わが人生の歌がたり

 流行歌の話題です(昔は演歌といわず流行歌)。五木寛之の『わが人生の歌がたり』
を読みました。

 著者の語り。いちばんうなったのは、「星の流れに」を語った次のくだりです。
『星の流れに 身を占って
何処をねぐらの 今日の宿
荒む心で いるのじゃないが
泣けて涙も枯れ果てた
こんな女に誰がした。』
(2番 略)

 当時の録音を聴くと、菊池章子さんの、歌いぶりは、なにか昂然と胸を張って北風に向かって立っているという感じです。

「こんな女に誰がした」というけれども、泣いたり嘆いたりしているのではなく、自分はこう生きているという挑戦的な感じが歌声に響いている。

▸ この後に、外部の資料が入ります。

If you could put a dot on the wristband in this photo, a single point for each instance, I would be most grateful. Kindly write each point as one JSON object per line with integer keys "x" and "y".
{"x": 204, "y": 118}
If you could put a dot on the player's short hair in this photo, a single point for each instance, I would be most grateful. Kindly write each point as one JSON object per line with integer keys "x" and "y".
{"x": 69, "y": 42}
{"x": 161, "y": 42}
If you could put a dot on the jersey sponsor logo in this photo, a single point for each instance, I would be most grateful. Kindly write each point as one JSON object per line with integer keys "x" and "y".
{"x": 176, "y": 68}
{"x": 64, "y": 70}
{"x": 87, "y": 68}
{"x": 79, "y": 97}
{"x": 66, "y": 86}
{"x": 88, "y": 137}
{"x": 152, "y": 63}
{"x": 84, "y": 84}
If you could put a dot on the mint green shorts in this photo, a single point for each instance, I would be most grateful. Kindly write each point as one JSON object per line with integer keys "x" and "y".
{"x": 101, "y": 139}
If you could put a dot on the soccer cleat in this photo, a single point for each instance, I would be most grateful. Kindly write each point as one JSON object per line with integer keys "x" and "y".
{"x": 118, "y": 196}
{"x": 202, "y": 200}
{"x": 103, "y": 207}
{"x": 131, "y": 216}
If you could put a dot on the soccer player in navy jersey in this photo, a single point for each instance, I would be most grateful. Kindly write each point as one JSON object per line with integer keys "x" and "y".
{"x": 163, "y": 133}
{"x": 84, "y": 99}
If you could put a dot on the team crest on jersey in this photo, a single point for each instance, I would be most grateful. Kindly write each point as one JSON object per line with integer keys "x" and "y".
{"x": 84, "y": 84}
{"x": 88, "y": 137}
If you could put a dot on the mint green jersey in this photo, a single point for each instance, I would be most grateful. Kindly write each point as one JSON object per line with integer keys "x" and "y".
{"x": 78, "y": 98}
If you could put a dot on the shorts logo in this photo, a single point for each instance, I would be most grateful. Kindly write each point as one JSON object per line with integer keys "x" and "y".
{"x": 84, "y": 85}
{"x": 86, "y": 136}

 伝えられるところによると、作詞の清水みのるさんが、(新聞)記事を読んで義憤にかられて一気に書き下ろし、作曲の利根一郎さんも燃えるような思いでこの曲を書き、作品をもらった菊池章子さんも、自分と同世代に、こんなつらい暮らしの中で生きている女性たちがいるのかと、泣きたいような気持ちを胸に秘めて歌ったといいます。・・・

 後の時代の反戦歌もそうですが、社会に向かって抗議するプロテストソングみたいに、熱い思いのなかで作詞、作曲され、歌い手が歌うという、メッセージとしての歌だからこそ、いまだに私たちが忘れられないのではないでしょうか。』

 そうだ。プロテストソングなんだ!と、うなった次第です。(彼女が後に歌った「岸壁の母」もプロテストソングだったと思う。)

 これも伝えられた話ですが、この歌をレコード会社は、淡谷のり子に歌わせようとした。

「こんな惨めったらしい歌はうたわない」と彼女は断ったらしい。

 お鉢が回った菊池章子は、惨めったらしい歌をプロテストソングに歌い上げて、彼女の最大のヒットソングにしてしまった。